This review is not going to have very much to do with the book.
Like (I suspect) most descendants of Holocaust survivors, I went through a phase at the end of my elementary school days when I read all
the Holocaust books, trying desperately to make sense of what had so scarred my relatives but was only alluded to in my presence in half-heard scraps of conversation that quickly switched over to Yiddish whenever someone noticed I was within hearing range. Number the Stars
, The Devil's Arithmetic
--if I could find it, I read it.
And then I got older, and the stories stopped being whispered and started being told, and I stopped needing literature about the Holocaust. I had all the details I ever wanted in front of me. (The only one I did go back to, time and again, was Maus
--because it told me not just the story of the Holocaust but the story of how people dealt with the trauma decades after the fact, and that I still needed.)

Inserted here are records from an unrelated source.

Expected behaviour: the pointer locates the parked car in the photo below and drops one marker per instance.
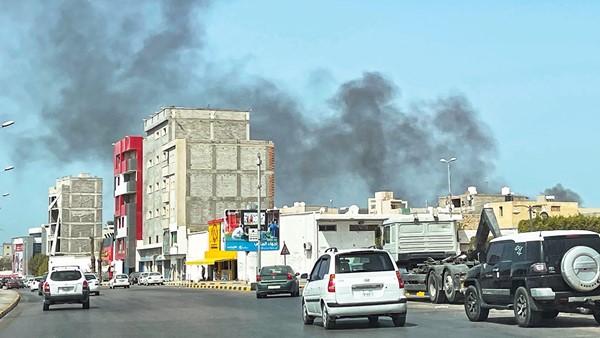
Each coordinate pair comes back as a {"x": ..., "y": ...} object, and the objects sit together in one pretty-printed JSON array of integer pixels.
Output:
[
  {"x": 354, "y": 283},
  {"x": 34, "y": 285},
  {"x": 12, "y": 283},
  {"x": 537, "y": 275},
  {"x": 154, "y": 278},
  {"x": 142, "y": 278},
  {"x": 133, "y": 278},
  {"x": 119, "y": 281},
  {"x": 93, "y": 283},
  {"x": 277, "y": 279},
  {"x": 66, "y": 285}
]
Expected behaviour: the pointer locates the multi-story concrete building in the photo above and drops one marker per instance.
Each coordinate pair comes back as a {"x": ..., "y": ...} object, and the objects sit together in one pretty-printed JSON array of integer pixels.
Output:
[
  {"x": 128, "y": 181},
  {"x": 74, "y": 216},
  {"x": 197, "y": 164}
]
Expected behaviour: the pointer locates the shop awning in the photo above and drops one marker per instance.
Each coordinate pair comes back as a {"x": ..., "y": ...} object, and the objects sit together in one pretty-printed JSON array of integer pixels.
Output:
[{"x": 203, "y": 261}]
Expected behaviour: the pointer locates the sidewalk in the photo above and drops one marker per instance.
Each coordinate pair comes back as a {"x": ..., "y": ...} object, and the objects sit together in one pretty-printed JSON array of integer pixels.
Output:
[{"x": 8, "y": 300}]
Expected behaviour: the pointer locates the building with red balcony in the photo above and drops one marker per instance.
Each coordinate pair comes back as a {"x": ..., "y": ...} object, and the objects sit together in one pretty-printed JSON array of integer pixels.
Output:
[{"x": 128, "y": 183}]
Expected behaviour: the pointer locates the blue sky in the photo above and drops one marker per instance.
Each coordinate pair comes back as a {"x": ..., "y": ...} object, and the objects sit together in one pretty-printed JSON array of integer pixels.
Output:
[{"x": 528, "y": 71}]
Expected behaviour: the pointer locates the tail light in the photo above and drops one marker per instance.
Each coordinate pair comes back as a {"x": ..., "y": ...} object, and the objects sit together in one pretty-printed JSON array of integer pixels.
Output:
[
  {"x": 539, "y": 267},
  {"x": 400, "y": 281},
  {"x": 331, "y": 284}
]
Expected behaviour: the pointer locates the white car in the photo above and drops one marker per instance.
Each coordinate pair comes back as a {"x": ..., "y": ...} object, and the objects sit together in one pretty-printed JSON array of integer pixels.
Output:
[
  {"x": 34, "y": 285},
  {"x": 66, "y": 285},
  {"x": 154, "y": 278},
  {"x": 93, "y": 283},
  {"x": 354, "y": 283},
  {"x": 119, "y": 281}
]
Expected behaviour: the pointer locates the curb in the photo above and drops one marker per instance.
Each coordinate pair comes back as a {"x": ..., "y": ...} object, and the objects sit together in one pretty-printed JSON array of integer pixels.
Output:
[{"x": 11, "y": 305}]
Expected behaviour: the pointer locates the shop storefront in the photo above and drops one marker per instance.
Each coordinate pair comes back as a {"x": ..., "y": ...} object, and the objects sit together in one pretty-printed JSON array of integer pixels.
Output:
[{"x": 218, "y": 264}]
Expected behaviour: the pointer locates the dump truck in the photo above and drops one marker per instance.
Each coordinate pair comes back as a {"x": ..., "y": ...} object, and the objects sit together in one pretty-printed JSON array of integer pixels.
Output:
[{"x": 427, "y": 251}]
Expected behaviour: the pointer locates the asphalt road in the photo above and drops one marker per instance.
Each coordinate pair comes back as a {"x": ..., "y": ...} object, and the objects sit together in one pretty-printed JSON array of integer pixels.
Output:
[{"x": 162, "y": 311}]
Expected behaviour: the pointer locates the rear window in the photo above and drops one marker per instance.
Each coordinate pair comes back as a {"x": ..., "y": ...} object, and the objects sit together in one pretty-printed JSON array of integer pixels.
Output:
[
  {"x": 60, "y": 276},
  {"x": 363, "y": 262}
]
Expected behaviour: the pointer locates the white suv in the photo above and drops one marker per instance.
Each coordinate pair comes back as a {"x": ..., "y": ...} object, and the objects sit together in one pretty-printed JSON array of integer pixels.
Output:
[
  {"x": 354, "y": 283},
  {"x": 66, "y": 285}
]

In particular, I got pretty cynical about the industry of Holocaust fiction. The stories were so pretty. They had morals. They wrapped up in a neat little bow. They sounded nothing--nothing--like the tales I heard. Oh, they had their share of horror, but too often it felt like a cheap attempt at emotional manipulation. See how he suffers tragically! See how she perseveres!

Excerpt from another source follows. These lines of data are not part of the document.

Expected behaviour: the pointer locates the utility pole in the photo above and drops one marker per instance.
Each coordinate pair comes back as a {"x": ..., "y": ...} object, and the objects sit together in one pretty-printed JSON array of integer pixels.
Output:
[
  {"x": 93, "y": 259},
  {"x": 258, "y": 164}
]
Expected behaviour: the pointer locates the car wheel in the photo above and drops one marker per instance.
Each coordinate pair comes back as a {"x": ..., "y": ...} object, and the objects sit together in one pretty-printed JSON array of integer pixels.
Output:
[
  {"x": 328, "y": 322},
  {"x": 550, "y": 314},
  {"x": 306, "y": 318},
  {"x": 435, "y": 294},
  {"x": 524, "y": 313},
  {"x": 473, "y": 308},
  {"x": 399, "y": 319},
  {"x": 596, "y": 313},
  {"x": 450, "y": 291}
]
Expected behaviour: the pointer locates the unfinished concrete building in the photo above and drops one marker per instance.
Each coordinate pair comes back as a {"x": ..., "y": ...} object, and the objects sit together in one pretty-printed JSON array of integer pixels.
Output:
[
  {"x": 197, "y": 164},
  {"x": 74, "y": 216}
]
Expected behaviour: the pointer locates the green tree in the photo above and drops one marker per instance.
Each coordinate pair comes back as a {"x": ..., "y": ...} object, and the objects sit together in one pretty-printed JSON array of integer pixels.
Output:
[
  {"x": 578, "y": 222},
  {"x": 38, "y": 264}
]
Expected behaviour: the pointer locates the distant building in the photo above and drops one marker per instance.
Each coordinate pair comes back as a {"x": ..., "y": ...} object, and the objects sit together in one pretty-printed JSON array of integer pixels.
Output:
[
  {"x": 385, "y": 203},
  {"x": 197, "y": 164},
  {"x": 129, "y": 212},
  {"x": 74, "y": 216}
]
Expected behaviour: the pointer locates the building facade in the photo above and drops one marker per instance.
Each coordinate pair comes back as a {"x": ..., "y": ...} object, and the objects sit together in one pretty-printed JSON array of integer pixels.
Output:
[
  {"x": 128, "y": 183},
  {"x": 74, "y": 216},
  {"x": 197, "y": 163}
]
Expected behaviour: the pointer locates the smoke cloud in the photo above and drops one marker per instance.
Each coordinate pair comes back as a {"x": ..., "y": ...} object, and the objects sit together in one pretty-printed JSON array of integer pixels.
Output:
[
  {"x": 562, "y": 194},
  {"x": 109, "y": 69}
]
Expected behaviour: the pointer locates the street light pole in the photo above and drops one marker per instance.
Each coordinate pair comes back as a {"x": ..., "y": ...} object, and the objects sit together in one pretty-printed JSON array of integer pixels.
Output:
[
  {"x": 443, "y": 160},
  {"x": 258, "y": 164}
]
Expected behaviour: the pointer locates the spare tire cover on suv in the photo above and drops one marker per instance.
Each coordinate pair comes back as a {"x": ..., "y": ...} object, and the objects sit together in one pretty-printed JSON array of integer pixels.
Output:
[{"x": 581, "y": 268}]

...yeah, okay. I'm still pretty cynical about Holocaust fiction. I still don't read it. Which is why I really wish I'd spoiled myself for this book, because I think if I'd known it was going to be a concentration camp story I either would have skipped it entirely or (at least) gone in better prepared.

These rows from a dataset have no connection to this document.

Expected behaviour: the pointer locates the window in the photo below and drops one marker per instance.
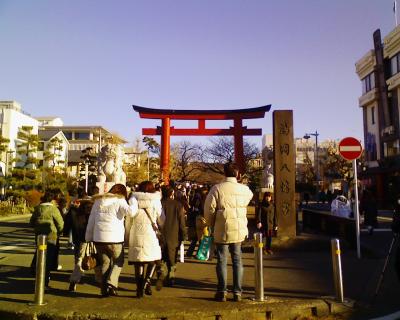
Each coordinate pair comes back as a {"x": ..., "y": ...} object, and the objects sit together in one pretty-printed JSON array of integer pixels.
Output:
[
  {"x": 368, "y": 83},
  {"x": 391, "y": 148},
  {"x": 41, "y": 146},
  {"x": 68, "y": 135},
  {"x": 395, "y": 64},
  {"x": 373, "y": 115},
  {"x": 82, "y": 136}
]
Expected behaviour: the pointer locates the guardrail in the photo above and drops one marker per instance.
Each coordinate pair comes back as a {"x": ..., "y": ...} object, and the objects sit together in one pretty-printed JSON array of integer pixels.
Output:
[{"x": 327, "y": 223}]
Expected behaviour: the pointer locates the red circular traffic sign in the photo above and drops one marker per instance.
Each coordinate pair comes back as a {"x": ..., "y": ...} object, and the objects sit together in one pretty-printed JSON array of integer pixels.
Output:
[{"x": 350, "y": 148}]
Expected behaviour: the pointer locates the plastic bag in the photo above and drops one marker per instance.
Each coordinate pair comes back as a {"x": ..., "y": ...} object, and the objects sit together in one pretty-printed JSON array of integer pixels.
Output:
[{"x": 204, "y": 248}]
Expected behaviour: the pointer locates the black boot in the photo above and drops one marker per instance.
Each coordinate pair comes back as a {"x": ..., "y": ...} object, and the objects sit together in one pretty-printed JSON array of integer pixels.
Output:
[
  {"x": 72, "y": 286},
  {"x": 147, "y": 288},
  {"x": 139, "y": 276},
  {"x": 147, "y": 280},
  {"x": 139, "y": 286}
]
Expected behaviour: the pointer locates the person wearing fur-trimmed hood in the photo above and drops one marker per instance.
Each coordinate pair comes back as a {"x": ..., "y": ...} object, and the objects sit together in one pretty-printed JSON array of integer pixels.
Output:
[
  {"x": 106, "y": 229},
  {"x": 144, "y": 249}
]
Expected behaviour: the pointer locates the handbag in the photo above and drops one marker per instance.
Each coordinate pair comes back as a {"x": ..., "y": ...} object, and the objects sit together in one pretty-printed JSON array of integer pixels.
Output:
[
  {"x": 204, "y": 248},
  {"x": 159, "y": 235},
  {"x": 89, "y": 261}
]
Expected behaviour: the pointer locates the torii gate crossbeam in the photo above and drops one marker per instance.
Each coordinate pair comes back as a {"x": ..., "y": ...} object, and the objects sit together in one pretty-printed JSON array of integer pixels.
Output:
[{"x": 165, "y": 131}]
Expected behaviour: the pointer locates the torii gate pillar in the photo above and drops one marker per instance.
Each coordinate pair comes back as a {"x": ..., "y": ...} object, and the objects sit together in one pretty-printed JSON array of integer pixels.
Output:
[
  {"x": 238, "y": 143},
  {"x": 165, "y": 148}
]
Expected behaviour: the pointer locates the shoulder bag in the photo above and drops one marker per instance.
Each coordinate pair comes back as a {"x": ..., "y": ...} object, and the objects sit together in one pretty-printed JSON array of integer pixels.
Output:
[{"x": 159, "y": 235}]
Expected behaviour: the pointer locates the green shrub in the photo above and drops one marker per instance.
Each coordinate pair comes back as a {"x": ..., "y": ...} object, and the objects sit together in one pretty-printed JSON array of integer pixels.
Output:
[
  {"x": 10, "y": 207},
  {"x": 33, "y": 197}
]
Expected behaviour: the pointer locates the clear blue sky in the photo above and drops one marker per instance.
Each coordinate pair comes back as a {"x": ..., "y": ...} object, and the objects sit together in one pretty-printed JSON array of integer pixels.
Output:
[{"x": 89, "y": 61}]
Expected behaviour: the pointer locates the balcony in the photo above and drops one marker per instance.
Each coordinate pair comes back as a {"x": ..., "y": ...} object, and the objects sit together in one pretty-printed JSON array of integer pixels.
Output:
[{"x": 368, "y": 97}]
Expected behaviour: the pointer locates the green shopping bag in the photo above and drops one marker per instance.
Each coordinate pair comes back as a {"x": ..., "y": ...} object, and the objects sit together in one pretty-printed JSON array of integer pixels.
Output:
[{"x": 204, "y": 248}]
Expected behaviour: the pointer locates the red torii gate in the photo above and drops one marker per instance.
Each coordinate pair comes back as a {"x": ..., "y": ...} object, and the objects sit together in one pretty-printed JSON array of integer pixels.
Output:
[{"x": 237, "y": 131}]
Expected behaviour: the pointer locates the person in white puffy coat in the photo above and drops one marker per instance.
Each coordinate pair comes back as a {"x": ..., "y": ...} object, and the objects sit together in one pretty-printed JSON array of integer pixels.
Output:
[
  {"x": 144, "y": 249},
  {"x": 225, "y": 210},
  {"x": 106, "y": 229}
]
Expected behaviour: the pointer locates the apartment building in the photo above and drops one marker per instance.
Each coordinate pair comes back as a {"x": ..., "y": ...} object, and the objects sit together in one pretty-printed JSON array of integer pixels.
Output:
[
  {"x": 12, "y": 119},
  {"x": 379, "y": 72}
]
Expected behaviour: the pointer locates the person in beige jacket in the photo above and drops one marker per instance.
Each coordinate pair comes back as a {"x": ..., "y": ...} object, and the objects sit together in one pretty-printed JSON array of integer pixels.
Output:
[{"x": 225, "y": 210}]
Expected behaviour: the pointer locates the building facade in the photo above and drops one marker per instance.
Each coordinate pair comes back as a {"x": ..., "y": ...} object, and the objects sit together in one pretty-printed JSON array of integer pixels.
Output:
[
  {"x": 379, "y": 72},
  {"x": 12, "y": 119}
]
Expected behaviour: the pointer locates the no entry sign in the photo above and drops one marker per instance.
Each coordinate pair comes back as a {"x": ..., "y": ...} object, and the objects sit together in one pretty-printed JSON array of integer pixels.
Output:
[{"x": 350, "y": 148}]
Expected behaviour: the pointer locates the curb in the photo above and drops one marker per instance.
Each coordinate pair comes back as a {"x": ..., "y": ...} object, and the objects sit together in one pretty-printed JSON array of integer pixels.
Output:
[
  {"x": 15, "y": 217},
  {"x": 296, "y": 309}
]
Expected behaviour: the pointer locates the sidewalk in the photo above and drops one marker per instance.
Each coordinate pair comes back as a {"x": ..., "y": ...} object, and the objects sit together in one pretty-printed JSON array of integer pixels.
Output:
[{"x": 297, "y": 278}]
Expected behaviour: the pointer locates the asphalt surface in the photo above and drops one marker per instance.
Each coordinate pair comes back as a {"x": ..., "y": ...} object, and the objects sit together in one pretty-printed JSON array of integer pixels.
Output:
[{"x": 297, "y": 280}]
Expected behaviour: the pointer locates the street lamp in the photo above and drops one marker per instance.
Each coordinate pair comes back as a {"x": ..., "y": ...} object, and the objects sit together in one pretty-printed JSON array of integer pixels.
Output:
[
  {"x": 7, "y": 168},
  {"x": 308, "y": 136}
]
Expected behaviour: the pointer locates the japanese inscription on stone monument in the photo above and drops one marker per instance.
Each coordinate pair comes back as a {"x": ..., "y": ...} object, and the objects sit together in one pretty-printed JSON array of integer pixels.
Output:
[{"x": 284, "y": 160}]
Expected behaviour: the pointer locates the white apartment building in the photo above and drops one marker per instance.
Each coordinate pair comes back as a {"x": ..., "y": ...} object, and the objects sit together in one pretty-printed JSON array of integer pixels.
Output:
[
  {"x": 56, "y": 144},
  {"x": 12, "y": 119}
]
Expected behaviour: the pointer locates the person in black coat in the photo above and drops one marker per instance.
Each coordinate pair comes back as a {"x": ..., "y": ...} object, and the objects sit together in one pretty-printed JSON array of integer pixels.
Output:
[
  {"x": 174, "y": 231},
  {"x": 369, "y": 209},
  {"x": 396, "y": 231},
  {"x": 266, "y": 220}
]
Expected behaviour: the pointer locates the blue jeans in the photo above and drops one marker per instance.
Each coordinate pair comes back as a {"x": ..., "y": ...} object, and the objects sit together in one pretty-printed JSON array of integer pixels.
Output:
[{"x": 237, "y": 266}]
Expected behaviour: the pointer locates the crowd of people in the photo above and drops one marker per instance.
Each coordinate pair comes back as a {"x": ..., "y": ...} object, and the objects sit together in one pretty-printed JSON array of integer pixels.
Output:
[{"x": 152, "y": 221}]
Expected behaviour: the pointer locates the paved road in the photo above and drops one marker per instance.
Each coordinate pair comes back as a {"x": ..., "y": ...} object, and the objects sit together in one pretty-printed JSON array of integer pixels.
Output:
[{"x": 299, "y": 271}]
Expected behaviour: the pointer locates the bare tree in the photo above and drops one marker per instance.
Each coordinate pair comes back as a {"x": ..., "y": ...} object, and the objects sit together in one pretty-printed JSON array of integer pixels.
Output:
[
  {"x": 221, "y": 150},
  {"x": 186, "y": 156}
]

Don't get me wrong. It is a perfectly decent addition to the genre of teen Holocaust fiction. Wein's writing is (as always) lovely, while still being plausible for the scattered diary of a young woman. Rose is a relateable protagonist--a little naive but well-intentioned, a good All-American girl.
Note: not a good Jewish girl. This is a concentration camp novel in which Jews are almost entirely absent. I have very mixed feelings about that. On the one hand it's probably what made it possible for me to get through the book, given my own particular issues; it let me read it with more of an outsider's lens. On the other hand . . . while it's certainly true that many, many non-Jews suffered and died in the Holocaust, attempts to frame events as "the Holocaust wasn't just about Jews!" have, let us say, some less than savory political associations. In a work of constructed fiction (as opposed to, say, a memoir) I don't think leaving Jews out of the Holocaust is a choice you should lightly make.
And maybe Wein didn't make it lightly. I don't know. I would be interested in hearing her reasons. And I'm also interested in seeing what she writes next, because if this is going to be an ongoing series, I feel like the obvious next book is Anna Engel's book. And that is a story I'm both cautiously curious about and deeply reluctant to read.